今後もS&P500が世界最強の株価指数である保証はない
むろん、S&P500が全世界株式よりも成績がよかったのはあくまで過去の話。今後もS&P500が世界最強の株価指数であり続ける保証はありません。
新NISAは20年、30年どころか、100歳まで一生涯、非課税運用を続けるための投資制度です。超長期的な視点で見たら、今後、アメリカに代わって巨大な人口を抱えるインドや中国といった新興国が世界経済の頂点に立っているかもしれません。
S&P500ではなく、全世界株式を選んでおけば、どの国の株式市場の調子がよくても、その恩恵を受けられます。全世界にベット(賭け)しているのでハズれることがない、というのが全世界株式の強みです。
●カントリーリスクで悩まなくていい。

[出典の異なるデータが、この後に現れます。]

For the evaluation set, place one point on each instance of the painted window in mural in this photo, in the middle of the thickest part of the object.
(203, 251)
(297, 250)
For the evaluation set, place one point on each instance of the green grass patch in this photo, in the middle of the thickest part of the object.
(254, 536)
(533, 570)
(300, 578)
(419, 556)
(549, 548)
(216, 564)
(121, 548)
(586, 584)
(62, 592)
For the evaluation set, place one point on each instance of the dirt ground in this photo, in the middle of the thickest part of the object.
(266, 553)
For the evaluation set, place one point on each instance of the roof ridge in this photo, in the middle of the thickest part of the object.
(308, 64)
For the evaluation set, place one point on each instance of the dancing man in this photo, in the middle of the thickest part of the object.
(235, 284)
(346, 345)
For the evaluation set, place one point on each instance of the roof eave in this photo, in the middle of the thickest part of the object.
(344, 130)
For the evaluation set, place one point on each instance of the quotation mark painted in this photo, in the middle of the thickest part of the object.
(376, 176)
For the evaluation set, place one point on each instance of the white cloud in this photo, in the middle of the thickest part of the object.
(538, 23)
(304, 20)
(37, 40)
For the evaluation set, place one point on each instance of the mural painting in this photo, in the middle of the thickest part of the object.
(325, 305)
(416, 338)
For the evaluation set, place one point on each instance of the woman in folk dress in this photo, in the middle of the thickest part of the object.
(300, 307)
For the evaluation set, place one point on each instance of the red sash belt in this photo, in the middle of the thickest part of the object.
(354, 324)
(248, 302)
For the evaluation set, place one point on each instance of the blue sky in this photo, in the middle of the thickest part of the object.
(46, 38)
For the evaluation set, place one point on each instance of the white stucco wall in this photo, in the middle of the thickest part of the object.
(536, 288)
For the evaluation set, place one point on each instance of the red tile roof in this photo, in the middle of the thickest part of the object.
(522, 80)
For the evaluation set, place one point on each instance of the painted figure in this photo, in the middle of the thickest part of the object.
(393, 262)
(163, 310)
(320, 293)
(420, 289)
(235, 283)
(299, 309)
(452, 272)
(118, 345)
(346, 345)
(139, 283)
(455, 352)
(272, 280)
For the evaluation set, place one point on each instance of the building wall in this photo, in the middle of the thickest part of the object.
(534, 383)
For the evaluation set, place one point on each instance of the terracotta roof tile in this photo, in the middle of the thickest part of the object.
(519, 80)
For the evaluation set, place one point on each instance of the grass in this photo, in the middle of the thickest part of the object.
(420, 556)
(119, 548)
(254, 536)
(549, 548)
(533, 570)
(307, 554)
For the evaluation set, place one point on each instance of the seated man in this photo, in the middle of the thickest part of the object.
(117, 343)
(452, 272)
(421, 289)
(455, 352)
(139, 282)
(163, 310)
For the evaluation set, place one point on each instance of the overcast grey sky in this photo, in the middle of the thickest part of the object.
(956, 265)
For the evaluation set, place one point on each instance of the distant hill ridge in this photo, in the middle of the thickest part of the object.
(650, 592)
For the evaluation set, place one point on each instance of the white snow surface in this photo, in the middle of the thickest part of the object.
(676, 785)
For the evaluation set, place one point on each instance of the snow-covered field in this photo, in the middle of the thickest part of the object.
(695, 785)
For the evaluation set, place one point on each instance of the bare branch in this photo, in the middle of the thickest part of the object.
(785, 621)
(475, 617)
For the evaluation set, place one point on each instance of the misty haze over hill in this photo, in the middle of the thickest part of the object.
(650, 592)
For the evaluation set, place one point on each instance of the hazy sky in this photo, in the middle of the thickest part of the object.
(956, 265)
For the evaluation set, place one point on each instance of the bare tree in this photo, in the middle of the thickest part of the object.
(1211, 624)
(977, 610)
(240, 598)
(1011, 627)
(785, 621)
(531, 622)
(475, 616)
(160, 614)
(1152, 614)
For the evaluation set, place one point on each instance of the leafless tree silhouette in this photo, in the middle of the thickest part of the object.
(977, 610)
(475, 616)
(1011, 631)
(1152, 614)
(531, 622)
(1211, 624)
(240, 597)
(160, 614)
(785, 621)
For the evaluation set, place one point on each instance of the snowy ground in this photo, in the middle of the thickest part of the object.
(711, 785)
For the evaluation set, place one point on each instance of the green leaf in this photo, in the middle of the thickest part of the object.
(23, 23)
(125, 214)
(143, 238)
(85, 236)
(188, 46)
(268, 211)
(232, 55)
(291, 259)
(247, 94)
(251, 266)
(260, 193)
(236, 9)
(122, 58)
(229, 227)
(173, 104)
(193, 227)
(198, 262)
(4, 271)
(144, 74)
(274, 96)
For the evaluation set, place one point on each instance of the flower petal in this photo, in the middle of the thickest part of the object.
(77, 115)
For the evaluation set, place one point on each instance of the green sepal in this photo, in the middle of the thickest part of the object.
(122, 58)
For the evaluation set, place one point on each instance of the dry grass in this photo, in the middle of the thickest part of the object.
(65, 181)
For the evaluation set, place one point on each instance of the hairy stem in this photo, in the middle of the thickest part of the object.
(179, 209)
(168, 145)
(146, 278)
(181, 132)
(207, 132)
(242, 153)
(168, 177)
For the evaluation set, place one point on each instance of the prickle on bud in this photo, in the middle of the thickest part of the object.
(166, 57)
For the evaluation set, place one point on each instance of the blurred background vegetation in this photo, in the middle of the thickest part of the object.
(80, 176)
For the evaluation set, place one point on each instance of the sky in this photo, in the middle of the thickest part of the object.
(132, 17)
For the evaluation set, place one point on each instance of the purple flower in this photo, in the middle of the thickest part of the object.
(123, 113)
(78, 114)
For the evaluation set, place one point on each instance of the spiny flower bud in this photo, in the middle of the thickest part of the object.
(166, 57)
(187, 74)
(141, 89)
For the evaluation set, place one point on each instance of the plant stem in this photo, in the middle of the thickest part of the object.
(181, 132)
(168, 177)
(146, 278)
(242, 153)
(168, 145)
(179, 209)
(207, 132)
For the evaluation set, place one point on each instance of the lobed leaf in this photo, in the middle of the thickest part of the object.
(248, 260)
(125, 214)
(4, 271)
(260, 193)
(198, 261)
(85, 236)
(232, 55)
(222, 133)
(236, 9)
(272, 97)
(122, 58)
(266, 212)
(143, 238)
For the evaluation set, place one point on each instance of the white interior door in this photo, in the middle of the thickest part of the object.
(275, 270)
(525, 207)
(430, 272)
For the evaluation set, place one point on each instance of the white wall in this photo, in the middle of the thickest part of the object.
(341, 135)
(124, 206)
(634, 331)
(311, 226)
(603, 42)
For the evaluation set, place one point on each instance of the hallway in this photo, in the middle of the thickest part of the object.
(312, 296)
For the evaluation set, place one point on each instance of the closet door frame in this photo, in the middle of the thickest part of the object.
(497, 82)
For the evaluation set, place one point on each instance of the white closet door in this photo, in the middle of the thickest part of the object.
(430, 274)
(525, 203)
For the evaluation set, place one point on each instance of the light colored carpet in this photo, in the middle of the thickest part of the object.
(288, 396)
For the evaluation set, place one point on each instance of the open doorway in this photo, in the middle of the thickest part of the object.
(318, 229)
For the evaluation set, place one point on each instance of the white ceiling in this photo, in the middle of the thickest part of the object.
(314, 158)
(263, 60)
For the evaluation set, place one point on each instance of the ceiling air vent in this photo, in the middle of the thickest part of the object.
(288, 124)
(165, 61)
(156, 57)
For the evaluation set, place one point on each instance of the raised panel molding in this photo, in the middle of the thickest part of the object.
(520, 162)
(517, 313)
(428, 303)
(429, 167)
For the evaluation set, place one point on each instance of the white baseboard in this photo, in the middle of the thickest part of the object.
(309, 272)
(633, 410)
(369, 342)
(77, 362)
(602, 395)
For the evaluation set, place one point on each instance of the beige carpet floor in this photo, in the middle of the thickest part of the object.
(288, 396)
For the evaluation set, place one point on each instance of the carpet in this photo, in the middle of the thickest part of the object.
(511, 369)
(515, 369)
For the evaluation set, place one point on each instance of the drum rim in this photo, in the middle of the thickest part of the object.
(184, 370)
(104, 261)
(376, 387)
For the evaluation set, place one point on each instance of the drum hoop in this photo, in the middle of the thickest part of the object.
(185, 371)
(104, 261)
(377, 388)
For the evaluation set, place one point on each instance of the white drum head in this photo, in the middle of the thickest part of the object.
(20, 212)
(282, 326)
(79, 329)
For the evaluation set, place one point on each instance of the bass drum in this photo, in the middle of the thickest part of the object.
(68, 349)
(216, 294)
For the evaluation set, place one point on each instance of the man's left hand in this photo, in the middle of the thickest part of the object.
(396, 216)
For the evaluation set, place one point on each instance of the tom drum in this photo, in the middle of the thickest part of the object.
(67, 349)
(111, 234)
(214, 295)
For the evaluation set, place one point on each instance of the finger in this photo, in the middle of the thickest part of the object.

国ごとの好不調を考える必要がない
●資産を分散させることが安定運用につながることを説いた「現代ポートフォリオ理論(※)」に近い運用ができる
といった点が全世界株式を選ぶ理由になるでしょう。
※現代ポートフォリオ理論とは、運用資産(=ポートフォリオ)のリターンとリスクの最適解を探るために構築され、1990年にノーベル経済学賞を受賞したハリー・マーコウィッツ氏が提唱したもの。
オルカンでも資産の6割前後は米国株運用になる
とはいえ、全世界株式の株価指数「MSCIオール・カントリー・ワールド・インデックス(ACWI)」の2022年9月末時点の国・地域別の構成比率をみると、米国の比率が62%ですから、全世界株式のインデックスファンドに投資していても資産の約6割前後は米国株で運用していることになります。
組み入れ比率の上位企業もアップル、マイクロソフト、アマゾン・ドット・コムなどの「GAFAM」やエヌビディア、テスラなど米国の巨大IT企業がほぼ独占。
唯一、米国企業以外でトップ10入りしているのは、アップルのiPhoneを製造している世界一の半導体受託製造会社のTSMC(台湾積体電路製造)ぐらいです。